If I felt that a question seemed complicated and may take a long time, I would guess and skip, then go back and review it at the end if I had time. This strategy helped me to save a lot of time and maximised the number of questions I answered correctly.
Another strategy I used was to really work on my weaknesses during revision. Whilst this might sound like common sense, it’s all too easy to fall into a routine of practising questions that you are already confident about. As I didn’t take Physics for A Level, I made sure to practise more Physics questions and cover topics which I found particularly difficult such as Conduction, Convection and Radiation.
I started BMAT preparation around a month before than test day. To prepare for BMAT Section 2, I began by familiarising myself with the structure, the types of questions and the syllabus. In the two weeks before my exam, I applied the knowledge I had learnt to past papers.
During practice, I kept track of mistakes that I kept making in Section 2 – and found that these were often in the Physics and Maths questions. I honed in on these weaknesses, and eventually I felt more confident as I was able to improve upon my mistakes and achieve a consistent score of around 6.0 in Section 2.
As the BMAT covers GCSE science and maths content, the examiners can sometimes make thing more difficult by adding a few keywords which completely change the question and could be easily missed by someone who is rushing through.
For example, if the question asks the pattern of inheritance and you identify that it is dominant, you are more likely to skim-read, choose the option that says dominant and move on to save time. However, in this scenario the examiners could try to catch you out by including X linked dominant and autosomal dominant. Spending just a little bit more time to identify the correct option will allow you to gain a mark which otherwise would have been lost.

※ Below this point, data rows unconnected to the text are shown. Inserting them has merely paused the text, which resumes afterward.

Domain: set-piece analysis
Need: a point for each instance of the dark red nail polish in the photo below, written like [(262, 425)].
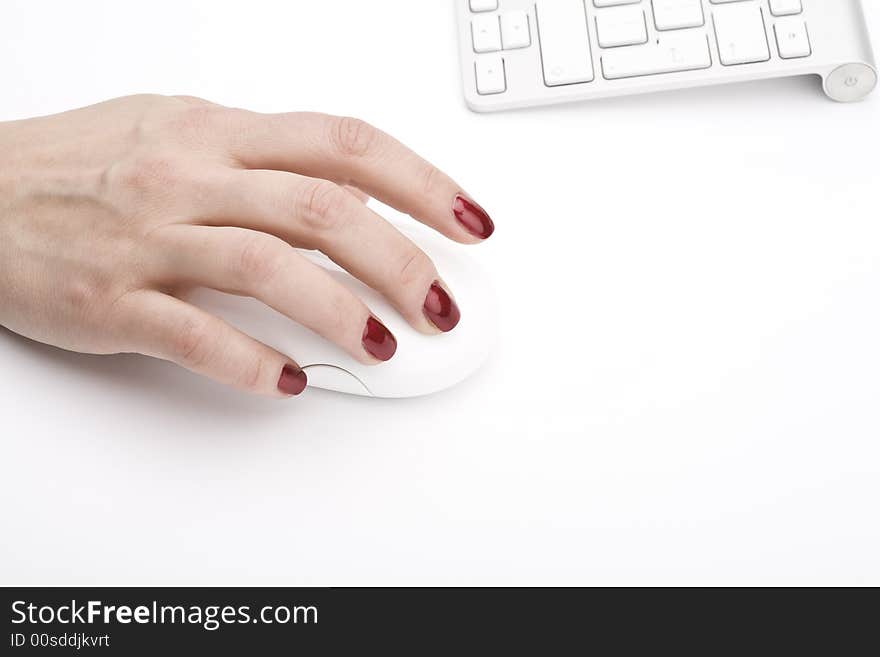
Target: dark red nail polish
[(441, 309), (293, 380), (474, 218), (378, 340)]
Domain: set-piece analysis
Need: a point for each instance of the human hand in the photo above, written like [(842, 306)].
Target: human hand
[(110, 213)]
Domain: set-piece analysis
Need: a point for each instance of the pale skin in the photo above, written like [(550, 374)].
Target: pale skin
[(110, 214)]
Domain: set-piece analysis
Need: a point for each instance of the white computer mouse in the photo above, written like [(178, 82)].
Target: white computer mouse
[(423, 364)]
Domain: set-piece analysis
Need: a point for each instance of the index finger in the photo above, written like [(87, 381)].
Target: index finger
[(351, 152)]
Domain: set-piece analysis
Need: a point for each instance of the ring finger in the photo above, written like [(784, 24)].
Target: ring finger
[(318, 214), (261, 266)]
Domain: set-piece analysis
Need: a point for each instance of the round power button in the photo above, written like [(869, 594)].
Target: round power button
[(850, 82)]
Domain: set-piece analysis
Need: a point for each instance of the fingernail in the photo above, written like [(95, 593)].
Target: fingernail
[(441, 309), (474, 218), (293, 380), (378, 340)]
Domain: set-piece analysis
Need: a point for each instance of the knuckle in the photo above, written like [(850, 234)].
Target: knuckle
[(192, 100), (353, 137), (80, 295), (258, 261), (198, 118), (432, 180), (341, 311), (323, 206), (192, 344), (146, 173), (414, 267)]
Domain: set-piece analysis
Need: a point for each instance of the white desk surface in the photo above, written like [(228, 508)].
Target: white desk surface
[(688, 386)]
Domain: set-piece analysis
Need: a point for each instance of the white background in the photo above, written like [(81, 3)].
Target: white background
[(686, 391)]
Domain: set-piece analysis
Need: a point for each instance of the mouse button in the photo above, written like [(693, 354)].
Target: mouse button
[(330, 377)]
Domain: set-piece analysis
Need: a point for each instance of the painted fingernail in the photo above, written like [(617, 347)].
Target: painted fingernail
[(474, 218), (441, 309), (293, 380), (378, 340)]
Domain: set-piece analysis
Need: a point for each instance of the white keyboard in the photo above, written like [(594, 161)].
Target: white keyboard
[(521, 53)]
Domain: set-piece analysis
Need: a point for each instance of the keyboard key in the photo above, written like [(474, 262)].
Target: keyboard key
[(742, 38), (678, 14), (621, 26), (486, 32), (785, 7), (491, 76), (565, 42), (792, 38), (515, 30), (483, 5), (671, 53)]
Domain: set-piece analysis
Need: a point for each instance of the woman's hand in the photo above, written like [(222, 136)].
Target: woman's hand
[(109, 213)]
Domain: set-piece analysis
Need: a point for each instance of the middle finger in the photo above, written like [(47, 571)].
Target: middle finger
[(318, 214)]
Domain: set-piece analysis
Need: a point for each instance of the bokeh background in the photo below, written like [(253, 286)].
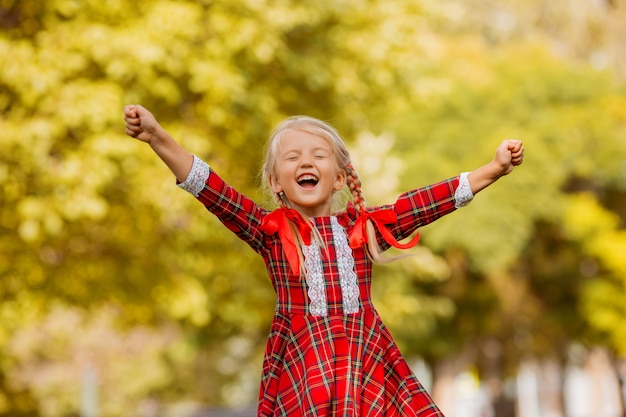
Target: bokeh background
[(121, 296)]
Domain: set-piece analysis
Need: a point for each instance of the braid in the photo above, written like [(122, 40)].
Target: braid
[(354, 183)]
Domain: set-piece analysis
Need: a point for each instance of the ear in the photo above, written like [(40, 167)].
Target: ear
[(340, 180), (275, 185)]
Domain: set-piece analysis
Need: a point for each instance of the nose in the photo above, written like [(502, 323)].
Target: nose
[(306, 162)]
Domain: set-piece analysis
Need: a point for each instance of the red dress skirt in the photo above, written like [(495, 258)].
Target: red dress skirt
[(328, 351)]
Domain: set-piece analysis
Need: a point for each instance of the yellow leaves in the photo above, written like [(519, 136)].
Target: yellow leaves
[(186, 301), (598, 228)]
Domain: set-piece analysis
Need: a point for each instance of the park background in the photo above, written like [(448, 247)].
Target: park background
[(121, 296)]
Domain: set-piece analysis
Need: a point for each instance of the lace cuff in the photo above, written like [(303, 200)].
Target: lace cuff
[(196, 178), (463, 194)]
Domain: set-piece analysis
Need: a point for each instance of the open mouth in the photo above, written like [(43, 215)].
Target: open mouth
[(307, 181)]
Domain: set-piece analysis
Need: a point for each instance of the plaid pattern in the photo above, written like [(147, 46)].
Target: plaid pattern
[(339, 364)]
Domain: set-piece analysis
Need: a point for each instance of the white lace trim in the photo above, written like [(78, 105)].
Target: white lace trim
[(345, 263), (318, 305), (315, 280), (196, 179), (463, 194)]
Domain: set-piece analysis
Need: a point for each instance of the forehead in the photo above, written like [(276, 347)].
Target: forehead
[(295, 139)]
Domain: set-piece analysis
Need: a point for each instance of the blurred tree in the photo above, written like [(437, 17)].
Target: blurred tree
[(91, 223)]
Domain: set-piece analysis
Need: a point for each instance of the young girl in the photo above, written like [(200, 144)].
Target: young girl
[(328, 352)]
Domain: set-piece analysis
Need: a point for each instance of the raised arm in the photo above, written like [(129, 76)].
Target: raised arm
[(509, 154), (142, 125)]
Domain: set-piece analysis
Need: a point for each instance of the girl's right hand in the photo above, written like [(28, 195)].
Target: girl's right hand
[(140, 123)]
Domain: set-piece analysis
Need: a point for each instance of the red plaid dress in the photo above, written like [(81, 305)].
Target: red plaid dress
[(328, 352)]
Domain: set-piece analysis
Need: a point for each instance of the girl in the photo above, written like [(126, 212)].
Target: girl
[(328, 352)]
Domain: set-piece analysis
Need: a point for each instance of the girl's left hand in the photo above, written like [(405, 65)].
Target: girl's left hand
[(510, 154)]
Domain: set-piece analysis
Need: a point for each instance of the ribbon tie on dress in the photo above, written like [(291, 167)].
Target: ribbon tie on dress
[(358, 236), (278, 221)]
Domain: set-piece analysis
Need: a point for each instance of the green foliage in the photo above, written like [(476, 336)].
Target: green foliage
[(100, 253)]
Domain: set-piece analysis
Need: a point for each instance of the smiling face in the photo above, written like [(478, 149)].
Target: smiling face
[(307, 172)]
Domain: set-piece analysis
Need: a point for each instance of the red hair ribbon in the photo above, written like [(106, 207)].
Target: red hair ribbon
[(278, 222), (358, 236)]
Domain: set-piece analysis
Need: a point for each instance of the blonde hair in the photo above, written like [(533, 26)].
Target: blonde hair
[(323, 130)]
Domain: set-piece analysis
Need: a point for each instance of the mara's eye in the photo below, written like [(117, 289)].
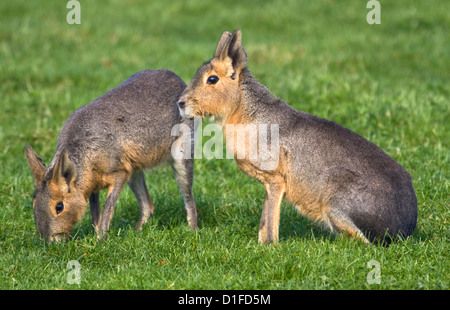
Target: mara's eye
[(213, 79), (59, 208)]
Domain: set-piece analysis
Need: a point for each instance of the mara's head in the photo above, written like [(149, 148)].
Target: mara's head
[(215, 88), (57, 203)]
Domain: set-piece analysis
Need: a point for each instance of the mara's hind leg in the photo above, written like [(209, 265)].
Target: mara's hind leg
[(139, 188), (94, 205), (270, 219), (183, 166), (341, 224)]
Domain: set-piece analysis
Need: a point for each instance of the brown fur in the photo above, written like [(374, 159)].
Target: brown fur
[(106, 144)]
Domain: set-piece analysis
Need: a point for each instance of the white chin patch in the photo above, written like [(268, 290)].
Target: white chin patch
[(186, 112)]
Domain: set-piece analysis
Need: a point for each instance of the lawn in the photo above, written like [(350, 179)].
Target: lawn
[(388, 82)]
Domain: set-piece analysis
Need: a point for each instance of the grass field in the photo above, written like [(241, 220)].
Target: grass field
[(388, 82)]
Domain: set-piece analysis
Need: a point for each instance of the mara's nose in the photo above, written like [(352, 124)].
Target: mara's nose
[(181, 104)]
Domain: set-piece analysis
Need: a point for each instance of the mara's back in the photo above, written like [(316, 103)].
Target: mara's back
[(134, 118), (347, 173)]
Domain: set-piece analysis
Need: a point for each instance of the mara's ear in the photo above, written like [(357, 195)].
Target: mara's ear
[(223, 40), (37, 166), (235, 51), (65, 173)]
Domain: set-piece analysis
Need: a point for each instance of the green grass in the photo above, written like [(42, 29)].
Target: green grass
[(387, 82)]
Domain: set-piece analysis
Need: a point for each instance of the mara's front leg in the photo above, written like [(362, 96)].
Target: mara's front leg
[(114, 189), (270, 219)]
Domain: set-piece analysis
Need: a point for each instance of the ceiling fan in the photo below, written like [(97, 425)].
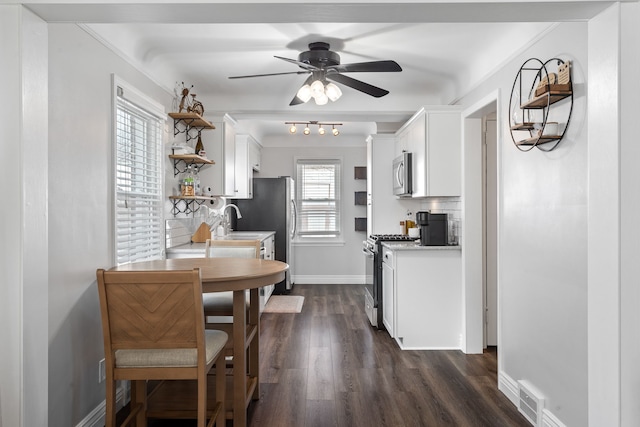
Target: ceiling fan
[(324, 65)]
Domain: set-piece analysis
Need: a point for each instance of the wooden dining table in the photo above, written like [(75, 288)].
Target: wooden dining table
[(237, 275)]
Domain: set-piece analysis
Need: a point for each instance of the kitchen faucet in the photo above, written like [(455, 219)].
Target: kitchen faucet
[(225, 219)]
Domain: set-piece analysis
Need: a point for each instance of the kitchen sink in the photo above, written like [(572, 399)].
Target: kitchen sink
[(240, 236)]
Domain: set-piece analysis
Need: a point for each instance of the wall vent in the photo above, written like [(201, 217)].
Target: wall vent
[(530, 403)]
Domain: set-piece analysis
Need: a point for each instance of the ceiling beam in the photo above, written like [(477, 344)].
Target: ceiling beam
[(300, 12)]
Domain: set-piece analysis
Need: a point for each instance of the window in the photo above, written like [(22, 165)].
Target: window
[(139, 230), (318, 197)]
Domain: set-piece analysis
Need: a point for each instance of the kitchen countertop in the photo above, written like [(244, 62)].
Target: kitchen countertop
[(198, 248), (415, 246)]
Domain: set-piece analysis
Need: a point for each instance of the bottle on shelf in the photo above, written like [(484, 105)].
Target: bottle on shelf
[(187, 189), (196, 182), (200, 147)]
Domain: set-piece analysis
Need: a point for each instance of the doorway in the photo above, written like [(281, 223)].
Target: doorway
[(490, 229), (480, 155)]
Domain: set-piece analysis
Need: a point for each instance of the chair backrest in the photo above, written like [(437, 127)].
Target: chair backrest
[(232, 248), (151, 310)]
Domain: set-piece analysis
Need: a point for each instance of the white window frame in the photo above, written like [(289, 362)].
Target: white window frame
[(311, 237), (138, 236)]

Initially, I should have looked at the BMAT Section 2 syllabus and prioritised topics that I was less confident about, rather than working my way through the entire CGP guide content. Also, the BMAT covers GCSE content across all exam boards, whereas my guide only covered one exam board. I realised this when doing past papers, because there were topics that I was unfamiliar with, so I then had to spend more time reviewing topics that were not included in my exam board but were part of the BMAT Section 2 syllabus.
Moreover, when sitting the actual BMAT exam, I found that I was skipping more questions than usual to return to later. As a result, this made me feel less confident when answering questions and perhaps affected my overall score. In hindsight, it is normal to feel anxious on the test date, and so it is normal to skip more questions than usual. Your answers will typically be right, but you just feel more nervous on the date and don’t want to take any risks. I would have told myself that skipping questions is perfectly fine and that I should be confident in the practice I had done!